Children will also be detained to a much wider degree than is currently the case. Adolescent children in families may be detained for the same length of time as adults (maximum 40 weeks and 10 days if they go through a screening and an asylum and return border procedure in times of crisis), while international consensus is clear: no child should be detained. The Pact also goes far beyond what is currently allowed by EU legislation (Returns Directive) and jurisprudence, which limit the detention of children for immigration purposes to specific situations (last resort, adapted facilities and for the shortest amount of time possible).

Importantly, the proposals do not ensure that children would only be returned when a return is in their best interests. As with adults, the Pact proposals offer just two possibilities: asylum or return. While return should (in theory) only happen when there is no risk of refoulement, the impact on a child’s rights and wellbeing are not assessed before a return decision is issued or implemented.

Lastly, while the Eurodac proposal includes important safeguards protecting children, important dangers to child rights and children’s wellbeing remain. The safeguards require that:

  • personnel that registers the biometric data of children be trained for that purpose;
  • child-friendly information be provided to children;
  • children’s personal data can be accessed, rectified and erased by the child and/or their legal guardian;
  • children are accompanied throughout the registration process by an adult family member or guardian or by an independent official trained in safeguarding children’s best interests and their general wellbeing.

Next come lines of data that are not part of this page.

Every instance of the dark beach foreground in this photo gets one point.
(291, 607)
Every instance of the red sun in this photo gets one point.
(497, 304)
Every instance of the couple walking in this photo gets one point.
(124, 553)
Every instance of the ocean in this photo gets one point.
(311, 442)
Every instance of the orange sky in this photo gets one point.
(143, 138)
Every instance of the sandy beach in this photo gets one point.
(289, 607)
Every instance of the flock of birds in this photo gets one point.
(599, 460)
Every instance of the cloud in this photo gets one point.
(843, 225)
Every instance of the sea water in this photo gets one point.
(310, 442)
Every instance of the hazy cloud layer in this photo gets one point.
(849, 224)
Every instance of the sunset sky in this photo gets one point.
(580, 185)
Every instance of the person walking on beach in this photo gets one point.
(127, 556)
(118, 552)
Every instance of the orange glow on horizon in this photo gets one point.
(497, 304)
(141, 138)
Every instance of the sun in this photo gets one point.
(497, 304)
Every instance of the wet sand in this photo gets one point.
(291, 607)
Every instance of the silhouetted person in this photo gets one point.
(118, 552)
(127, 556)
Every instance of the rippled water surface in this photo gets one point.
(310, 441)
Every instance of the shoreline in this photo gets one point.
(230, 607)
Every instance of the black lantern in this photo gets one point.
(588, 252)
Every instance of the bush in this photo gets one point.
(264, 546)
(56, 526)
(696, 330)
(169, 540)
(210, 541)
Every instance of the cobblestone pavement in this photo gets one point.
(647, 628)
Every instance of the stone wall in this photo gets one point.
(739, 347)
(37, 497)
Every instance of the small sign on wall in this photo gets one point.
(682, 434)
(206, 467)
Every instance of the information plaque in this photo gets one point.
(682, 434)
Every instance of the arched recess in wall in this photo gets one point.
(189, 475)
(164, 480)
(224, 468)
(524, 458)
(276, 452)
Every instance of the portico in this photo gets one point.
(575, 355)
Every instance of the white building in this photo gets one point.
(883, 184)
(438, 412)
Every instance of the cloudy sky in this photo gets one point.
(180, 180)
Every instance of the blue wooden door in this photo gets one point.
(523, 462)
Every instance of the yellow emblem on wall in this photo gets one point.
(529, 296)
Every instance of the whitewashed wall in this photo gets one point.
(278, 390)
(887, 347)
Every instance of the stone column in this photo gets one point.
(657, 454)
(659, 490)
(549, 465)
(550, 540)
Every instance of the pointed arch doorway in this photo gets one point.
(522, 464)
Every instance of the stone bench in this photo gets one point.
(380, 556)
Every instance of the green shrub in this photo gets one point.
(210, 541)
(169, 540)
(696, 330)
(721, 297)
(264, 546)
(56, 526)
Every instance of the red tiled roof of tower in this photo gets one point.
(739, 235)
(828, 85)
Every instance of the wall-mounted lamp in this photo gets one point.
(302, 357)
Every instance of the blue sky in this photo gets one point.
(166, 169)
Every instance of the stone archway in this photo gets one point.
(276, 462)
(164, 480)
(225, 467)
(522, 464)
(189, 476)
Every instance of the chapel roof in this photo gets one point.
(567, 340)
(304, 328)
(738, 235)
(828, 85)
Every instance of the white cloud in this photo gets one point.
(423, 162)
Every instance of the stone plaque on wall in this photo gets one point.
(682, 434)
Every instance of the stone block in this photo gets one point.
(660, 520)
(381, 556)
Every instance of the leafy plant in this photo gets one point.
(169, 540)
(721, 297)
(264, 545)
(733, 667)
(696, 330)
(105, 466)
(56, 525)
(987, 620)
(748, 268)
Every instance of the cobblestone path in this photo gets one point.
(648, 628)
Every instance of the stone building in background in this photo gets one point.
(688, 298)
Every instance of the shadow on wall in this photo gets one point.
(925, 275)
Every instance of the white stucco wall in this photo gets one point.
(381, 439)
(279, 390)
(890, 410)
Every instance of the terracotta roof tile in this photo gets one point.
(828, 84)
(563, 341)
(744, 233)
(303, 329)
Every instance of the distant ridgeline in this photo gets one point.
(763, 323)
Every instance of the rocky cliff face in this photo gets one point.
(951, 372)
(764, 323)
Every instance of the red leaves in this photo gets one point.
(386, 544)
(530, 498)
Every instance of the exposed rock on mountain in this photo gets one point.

However, all children older than six would be fingerprinted and photographed, including for the purpose of (forced) returns. Children may be coerced into complying, although the level of coercion must “respect the dignity and physical integrity of the child” and not include force. These provisions contradict UN guidance that arguments based on migration control cannot override the best interests of the child and the FRA position that children should not be fingerprinted for return purposes. In addition, the proposals do not include anything on what happens when a child’s age is unclear or contested even though their age will determine whether they are fingerprinted, and whether the above-mentioned safeguards are put in place.

It is clear that the Pact does not adequately protect undocumented and migrant children from harm, and more and better safeguards need to be integrated throughout the proposals and mechanisms they put in place.

For more detailed information, see our Recommendations on Safeguarding Children’s Rights in the Migration And Asylum Pact Proposals.

10. What about labour migration and social inclusion?

While the Pact includes some promising elements towards inclusion, the significance of labour migration for European economies and societies is not reflected in the Pact, whether we look at the political messaging, resources, proposals, actions, or even word count. On balance, the plans in the area of labour migration are timid and over-shadowed by the focus on returns.

Since the Pact’s publication, the European Commission has been working to fulfil commitments set out. It has held consultations on the next steps on regular migration. A Skills and Talent package, including a revision of the Long-term Residents Directive and a review of the Single Permit Directive, and setting out options for developing an EU Talent Pool is expected in late 2021. Negotiations between the European Council and European Parliament on the Blue Card Directive have also concluded.

The EU needs to take real action to increase decent labour migration pathways across sectors and skill levels, including in those sectors currently characterised by low wages, where many migrant workers are carrying out essential work and unable to access permits. It needs to tackle labour exploitation.

Until now, the legislative proposals that accompanied the Pact are rather counterproductive to these objectives, increasing precarity of migrant workers as described above. But it remains to be seen if the forthcoming actions – in particular the review of the Single Permit Directive – will be ambitious in achieving the EU’s potential to address these challenges and promote decent work for labour migrants in the European Union.